Implementation: Redis clusters, periodic heartbeats, smart aggregation

Database Design

Message Schema

messages table:
- message_id (UUID, PK)
- conversation_id (UUID, indexed)
- sender_id (UUID, indexed)  
- content (text/media_url)
- message_type (text/image/file)
- created_at (timestamp)
- sequence_number (bigint)
- status (sent/delivered/read)

Conversation Schema

conversations table:
- conversation_id (UUID, PK)
- type (direct/group)
- created_at (timestamp)
- updated_at (timestamp)
- last_message_id (UUID)

participants table:
- conversation_id (UUID)
- user_id (UUID)  
- joined_at (timestamp)
- last_read_message_id (UUID)

Partitioning Strategy

By Conversation ID

• Keep all messages together

• Efficient range queries

• Natural message ordering

By Time Window

• Archive old messages

• Hot/cold data separation

• Cost optimization

Replication

• RF=3 for availability

• Cross-datacenter async

• Eventual consistency

Practice Questions

How would you handle message ordering in a distributed system? What happens when servers have different clocks?

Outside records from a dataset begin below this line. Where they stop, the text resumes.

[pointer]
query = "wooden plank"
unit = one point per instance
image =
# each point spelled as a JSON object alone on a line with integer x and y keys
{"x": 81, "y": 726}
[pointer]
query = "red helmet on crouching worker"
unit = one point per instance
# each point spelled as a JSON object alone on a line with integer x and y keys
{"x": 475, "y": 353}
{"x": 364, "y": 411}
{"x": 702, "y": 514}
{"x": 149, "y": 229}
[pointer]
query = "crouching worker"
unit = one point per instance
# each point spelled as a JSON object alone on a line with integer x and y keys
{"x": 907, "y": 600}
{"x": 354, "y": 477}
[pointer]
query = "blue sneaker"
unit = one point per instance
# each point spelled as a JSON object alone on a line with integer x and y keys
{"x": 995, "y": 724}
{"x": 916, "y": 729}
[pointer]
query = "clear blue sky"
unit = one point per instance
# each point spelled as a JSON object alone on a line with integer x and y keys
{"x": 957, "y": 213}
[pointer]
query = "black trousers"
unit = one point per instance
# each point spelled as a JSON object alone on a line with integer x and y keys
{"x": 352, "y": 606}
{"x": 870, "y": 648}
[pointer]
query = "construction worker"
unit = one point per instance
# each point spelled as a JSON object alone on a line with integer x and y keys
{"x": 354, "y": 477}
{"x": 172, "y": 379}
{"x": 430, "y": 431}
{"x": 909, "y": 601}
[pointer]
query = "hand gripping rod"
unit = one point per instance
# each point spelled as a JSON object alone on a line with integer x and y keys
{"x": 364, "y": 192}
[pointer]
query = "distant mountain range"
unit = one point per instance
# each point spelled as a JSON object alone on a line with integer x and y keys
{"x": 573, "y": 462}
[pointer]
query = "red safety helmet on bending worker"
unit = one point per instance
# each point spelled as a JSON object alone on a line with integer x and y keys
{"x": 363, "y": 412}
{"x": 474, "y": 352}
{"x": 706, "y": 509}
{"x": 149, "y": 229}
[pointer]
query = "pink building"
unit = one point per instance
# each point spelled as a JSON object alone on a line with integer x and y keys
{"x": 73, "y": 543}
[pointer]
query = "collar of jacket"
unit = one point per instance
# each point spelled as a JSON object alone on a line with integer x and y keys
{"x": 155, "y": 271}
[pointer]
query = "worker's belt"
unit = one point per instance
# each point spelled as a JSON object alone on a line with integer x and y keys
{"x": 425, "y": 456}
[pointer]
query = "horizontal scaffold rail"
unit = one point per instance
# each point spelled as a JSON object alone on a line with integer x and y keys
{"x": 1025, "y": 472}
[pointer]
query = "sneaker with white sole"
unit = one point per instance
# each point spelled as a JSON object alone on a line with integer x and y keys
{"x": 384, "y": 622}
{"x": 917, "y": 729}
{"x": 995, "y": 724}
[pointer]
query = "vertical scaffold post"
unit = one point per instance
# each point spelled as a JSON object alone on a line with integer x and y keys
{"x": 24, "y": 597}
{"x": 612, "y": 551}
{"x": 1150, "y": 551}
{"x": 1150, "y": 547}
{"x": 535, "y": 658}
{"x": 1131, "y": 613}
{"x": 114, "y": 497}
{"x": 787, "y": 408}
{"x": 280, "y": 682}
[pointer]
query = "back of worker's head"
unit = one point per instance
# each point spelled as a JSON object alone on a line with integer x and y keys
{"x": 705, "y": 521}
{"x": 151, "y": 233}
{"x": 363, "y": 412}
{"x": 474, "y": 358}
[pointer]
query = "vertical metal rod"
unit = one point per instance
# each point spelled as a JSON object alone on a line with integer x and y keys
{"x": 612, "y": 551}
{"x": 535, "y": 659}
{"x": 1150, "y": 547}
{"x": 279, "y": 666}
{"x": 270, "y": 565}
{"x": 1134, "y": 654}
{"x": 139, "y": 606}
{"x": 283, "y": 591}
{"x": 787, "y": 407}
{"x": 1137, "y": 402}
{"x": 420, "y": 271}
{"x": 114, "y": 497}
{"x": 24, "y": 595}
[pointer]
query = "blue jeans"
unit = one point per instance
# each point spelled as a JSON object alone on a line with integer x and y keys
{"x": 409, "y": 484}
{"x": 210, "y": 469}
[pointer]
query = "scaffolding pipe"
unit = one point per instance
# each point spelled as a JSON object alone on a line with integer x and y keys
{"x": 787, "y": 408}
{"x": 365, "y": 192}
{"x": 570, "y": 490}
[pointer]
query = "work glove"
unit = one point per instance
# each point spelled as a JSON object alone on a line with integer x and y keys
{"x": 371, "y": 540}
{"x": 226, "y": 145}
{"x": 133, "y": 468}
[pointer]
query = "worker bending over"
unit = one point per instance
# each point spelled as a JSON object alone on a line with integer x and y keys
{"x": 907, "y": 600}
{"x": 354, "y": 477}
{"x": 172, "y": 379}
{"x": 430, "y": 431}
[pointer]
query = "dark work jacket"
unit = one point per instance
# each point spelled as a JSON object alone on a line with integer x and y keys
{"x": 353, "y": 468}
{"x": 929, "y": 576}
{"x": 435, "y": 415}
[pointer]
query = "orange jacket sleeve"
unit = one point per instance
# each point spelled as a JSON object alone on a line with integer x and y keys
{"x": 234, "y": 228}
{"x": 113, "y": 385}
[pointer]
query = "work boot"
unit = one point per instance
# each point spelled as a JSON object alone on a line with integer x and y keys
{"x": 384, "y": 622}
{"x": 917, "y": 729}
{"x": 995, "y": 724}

Design a presence system that can handle 100M users. How do you avoid broadcasting every status change?

How would you implement end-to-end encryption while maintaining search functionality?

Design group chat for 10,000 members. How do you handle message fanout without overwhelming the system?

How would you implement message search across billions of messages? Design the indexing strategy.